Myth 1: People Paying Off Debt Are College Graduates
Reality: Our research suggests that 19 percent of adults are currently responsible for paying off a student loan. Perhaps surprisingly, the CCES data suggest that less than half of individuals responsible for paying off a loan and over the age of 26 hold a bachelor’s degree or higher (45 percent do).
According to the Beginning Postsecondary Students survey, 45 percent of those who did not complete a degree defaulted on a loan within 12 years, compared to 8 percent of bachelor's degree recipients.
Myth 2: Student Debt Holders Don’t Matter Politically
Reality: Control of the House comes down to student debt. Based on polling fielded by Data for Progress in late July, support for Democrats among adults without student debt is net +5. Among individuals holding student debt, support for Democrats is net +12. However, currently student debt holders are somewhat less enthusiastic about voting in the midterms. Forty-two percent of student loan holders report being “very” enthusiastic about voting in November, compared with 48 percent of non-student debt holders.
Myth 3: People Who Are Paying Off Student Loans Are All Young
Reality: 1 in 5 people responsible for paying off a student loan are over the age of 50. Forty-seven percent of voting eligible adults are over 50.
Both the number of older Americans with debt and the average debt burden for older Americans have increased significantly over the last decade: between 2005 and 2015, the debt burden for those over 60 went from $12,000 to $23,500.
Some of these people are paying off their own debts, and others are paying off debts incurred by relatives. According to the Federal Reserve, 5% of adults report borrowing to finance a grandchild's education (note that they're looking at all forms of credit, so it could be a student loan, but it could also be something else, like credit card debt).
- Older Americans can be subject to Social Security garnishment if they get behind on their debt: in 2015, 114,000 borrowers were subject to Social Security garnishment.
Myth 4: Student Debt Holders Live In Coastal Cities
Reality: Student debt holders are spread throughout the country, and the student debt burden weighs particularly heavily on midwestern and plains states. The most burdened states include North Dakota, District of Columbia, Vermont, South Dakota, Iowa, Minnesota, Nebraska Maine and Colorado.
Myth 5: Student Debt Doesn’t Affect People of Color
Reality: Sixty-four percent of individuals paying off a student debt are white, 17 percent are black, 11 percent are Latino and 7 percent are another race. Among individuals paying off a student loan without a degree who are over 26, 59 percent are white, 22 percent black, 14 percent Latino and 5 percent another race. Finally, among individuals paying off a loan without a degree over the age of 26 and with an annual family income under $50,000, 55 percent are white, 28 percent are black, 13 percent Latino and 4 percent of another race.
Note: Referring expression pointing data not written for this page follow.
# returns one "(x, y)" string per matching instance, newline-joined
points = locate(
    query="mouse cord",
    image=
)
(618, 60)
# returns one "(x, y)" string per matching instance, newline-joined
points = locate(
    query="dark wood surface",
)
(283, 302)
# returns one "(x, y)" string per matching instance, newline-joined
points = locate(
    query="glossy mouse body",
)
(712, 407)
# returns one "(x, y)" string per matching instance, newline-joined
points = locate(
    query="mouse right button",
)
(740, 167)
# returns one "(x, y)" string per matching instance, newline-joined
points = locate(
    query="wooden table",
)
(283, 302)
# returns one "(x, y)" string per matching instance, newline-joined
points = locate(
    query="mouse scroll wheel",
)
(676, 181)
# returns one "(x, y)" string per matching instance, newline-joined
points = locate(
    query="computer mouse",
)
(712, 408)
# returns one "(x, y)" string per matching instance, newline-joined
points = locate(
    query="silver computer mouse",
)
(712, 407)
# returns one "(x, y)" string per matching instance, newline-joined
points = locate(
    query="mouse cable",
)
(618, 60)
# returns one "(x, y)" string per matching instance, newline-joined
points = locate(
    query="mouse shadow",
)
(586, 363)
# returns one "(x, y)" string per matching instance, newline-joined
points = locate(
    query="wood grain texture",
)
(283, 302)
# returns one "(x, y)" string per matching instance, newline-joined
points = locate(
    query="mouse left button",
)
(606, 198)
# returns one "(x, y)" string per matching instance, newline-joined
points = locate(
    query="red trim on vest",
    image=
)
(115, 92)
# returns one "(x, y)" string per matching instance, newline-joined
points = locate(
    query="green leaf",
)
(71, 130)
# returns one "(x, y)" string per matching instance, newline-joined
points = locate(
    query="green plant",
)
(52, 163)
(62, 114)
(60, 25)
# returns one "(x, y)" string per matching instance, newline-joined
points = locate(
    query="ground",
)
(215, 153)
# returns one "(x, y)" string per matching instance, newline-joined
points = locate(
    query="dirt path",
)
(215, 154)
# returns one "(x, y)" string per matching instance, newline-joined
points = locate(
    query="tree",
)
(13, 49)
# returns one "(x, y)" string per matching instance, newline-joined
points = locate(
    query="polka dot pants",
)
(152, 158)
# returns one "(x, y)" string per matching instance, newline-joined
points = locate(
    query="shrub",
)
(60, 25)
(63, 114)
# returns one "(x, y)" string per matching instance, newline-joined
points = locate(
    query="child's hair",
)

Seventy eight percent of black students borrow to pay for their college education, compared with 58 percent of Latinx students, and 57 percent of white students.
After 12 years, African American borrowers had balances that were 113 percent of what they originally borrowed, whereas white students had actually made progress in paying down their debt (median percentage was 65 percent of original balance). Latino borrowers had paid down a bit of their debt, but the median percentage of original balance was still 83 percent.
Nearly half of African American borrowers defaulted on a student loan within 12 years. Even for those who completed a degree, the rate of default was still high (about 25% for bachelors degree recipients).